And, analogously, that does seem to be what Sequin's system provides.



But that wouldn't work which is the problem.

If someone named Bob was standing outside your yard discarding the 99 pizzas, then Bob would not be able to guarantee that you actually get exactly one pizza. It's possible that the one pizza Bob tries to give you gets rained on before Bob can actually hand it to you.

Only you yourself can actually implement a means of discarding extraneous pizzas, any middlemen introduced into the chain just adds another layer of indirection that is susceptible to failure.


No, Bob standing outside of your yard is principally closer to you - as in, holding your hand - and can't fail to release pizza only after you got hold of it.

Of course the rain may flip bits in any system, but that would amount to destruction of you. You won't worry about pizza then, but your clone will spring up and get the pizza from Bob. And Bob himself is similarly protected from single-point-of-failure problems.

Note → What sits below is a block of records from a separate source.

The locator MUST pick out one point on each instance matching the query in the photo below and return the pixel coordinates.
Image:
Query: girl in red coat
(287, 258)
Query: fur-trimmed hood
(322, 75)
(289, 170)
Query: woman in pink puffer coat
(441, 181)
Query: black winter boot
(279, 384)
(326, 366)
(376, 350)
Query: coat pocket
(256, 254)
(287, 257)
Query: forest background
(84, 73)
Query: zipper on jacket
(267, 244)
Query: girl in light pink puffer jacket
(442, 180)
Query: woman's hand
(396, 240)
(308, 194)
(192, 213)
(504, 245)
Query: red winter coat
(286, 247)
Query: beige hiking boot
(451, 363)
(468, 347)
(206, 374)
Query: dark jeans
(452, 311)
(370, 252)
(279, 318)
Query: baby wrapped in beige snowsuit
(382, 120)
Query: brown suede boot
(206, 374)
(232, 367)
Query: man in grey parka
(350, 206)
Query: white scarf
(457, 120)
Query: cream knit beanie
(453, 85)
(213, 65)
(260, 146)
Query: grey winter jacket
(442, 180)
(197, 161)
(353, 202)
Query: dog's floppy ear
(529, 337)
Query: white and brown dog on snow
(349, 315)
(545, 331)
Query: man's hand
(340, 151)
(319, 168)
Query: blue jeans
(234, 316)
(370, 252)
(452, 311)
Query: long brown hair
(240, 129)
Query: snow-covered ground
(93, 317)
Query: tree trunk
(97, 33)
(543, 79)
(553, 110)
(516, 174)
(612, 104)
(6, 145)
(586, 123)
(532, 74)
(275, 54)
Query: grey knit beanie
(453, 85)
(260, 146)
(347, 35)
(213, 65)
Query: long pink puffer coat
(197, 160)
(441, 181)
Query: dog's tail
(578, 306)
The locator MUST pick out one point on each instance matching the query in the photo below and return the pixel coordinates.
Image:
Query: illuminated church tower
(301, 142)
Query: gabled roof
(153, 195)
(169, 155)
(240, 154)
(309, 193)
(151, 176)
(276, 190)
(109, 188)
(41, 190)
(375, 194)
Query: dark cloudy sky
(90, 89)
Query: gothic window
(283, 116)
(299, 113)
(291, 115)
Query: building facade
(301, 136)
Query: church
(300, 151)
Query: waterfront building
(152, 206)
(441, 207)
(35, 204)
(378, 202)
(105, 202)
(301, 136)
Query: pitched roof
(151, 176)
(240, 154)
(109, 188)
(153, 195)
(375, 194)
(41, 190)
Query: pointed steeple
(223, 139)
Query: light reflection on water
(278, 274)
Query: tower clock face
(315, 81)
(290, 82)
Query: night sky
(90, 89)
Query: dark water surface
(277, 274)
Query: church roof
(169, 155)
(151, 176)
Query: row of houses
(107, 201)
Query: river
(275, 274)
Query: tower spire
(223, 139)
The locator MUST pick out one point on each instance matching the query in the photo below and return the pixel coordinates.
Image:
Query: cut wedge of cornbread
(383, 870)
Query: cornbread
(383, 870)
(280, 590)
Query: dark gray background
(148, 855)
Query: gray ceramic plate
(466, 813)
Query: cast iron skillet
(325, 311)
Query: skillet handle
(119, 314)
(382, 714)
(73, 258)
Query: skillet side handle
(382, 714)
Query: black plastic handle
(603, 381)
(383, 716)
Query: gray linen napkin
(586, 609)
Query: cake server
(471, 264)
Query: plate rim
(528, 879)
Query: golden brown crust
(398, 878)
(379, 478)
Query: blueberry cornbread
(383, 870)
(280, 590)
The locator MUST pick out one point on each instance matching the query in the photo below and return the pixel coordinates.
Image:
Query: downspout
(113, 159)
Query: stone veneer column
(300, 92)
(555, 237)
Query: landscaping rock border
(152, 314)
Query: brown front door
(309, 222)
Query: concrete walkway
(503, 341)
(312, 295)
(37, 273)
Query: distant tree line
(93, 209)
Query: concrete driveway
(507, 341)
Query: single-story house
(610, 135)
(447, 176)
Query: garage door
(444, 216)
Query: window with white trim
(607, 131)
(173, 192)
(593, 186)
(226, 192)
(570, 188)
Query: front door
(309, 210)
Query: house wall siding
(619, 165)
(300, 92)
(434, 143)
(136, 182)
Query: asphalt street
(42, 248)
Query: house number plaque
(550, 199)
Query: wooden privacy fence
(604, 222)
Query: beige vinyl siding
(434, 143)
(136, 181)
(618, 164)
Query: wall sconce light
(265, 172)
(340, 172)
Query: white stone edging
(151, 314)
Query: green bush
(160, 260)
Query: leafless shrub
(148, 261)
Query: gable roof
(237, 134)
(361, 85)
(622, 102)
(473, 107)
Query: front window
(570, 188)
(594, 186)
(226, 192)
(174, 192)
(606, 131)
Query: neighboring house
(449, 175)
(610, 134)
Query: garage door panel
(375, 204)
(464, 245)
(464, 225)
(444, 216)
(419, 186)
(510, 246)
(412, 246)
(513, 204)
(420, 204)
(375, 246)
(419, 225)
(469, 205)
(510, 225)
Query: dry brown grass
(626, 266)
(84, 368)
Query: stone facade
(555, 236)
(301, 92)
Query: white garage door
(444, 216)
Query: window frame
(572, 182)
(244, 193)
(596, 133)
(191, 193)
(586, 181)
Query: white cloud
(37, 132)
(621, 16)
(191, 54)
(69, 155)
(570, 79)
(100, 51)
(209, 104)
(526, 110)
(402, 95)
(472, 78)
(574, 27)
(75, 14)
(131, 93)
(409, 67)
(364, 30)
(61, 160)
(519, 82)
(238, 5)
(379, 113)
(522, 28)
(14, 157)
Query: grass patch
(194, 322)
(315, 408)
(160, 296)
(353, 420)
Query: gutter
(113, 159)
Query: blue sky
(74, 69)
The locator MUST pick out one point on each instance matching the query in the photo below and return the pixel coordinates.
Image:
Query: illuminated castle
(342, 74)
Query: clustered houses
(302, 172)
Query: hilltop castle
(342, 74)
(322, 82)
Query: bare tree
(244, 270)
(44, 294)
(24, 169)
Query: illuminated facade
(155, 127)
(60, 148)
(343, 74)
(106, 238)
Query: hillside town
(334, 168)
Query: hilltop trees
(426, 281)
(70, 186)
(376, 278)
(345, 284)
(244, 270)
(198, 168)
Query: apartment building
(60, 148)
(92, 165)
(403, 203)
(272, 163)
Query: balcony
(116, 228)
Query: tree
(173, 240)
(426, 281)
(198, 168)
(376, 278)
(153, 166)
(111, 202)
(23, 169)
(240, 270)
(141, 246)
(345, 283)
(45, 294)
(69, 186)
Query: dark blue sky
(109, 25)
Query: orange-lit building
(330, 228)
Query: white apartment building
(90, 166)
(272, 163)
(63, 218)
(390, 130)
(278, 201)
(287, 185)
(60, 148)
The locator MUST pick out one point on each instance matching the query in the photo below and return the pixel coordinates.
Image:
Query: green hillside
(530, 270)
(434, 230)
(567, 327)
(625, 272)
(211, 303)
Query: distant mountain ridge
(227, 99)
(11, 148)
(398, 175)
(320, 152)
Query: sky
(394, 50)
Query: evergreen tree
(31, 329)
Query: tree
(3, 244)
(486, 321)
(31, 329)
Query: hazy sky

Of course the whole Bob subsystem may be destroyed, but that's already beyond the threshold of the problem we choose. Otherwise we'd have the external system to check if we'd actually got the pizza, and resend it again.

EDIT: that's probably the definition of "only you" - the Bob being that close. Agree then.


If you have a system where failure is impossible then none of this applies and yes, you can implement a deliver exactly once protocol.

It's only in systems where failure is a possibility that exactly once delivery becomes impossible.


Correct, and we need Bob to actually be part of us in order to tolerate his failures.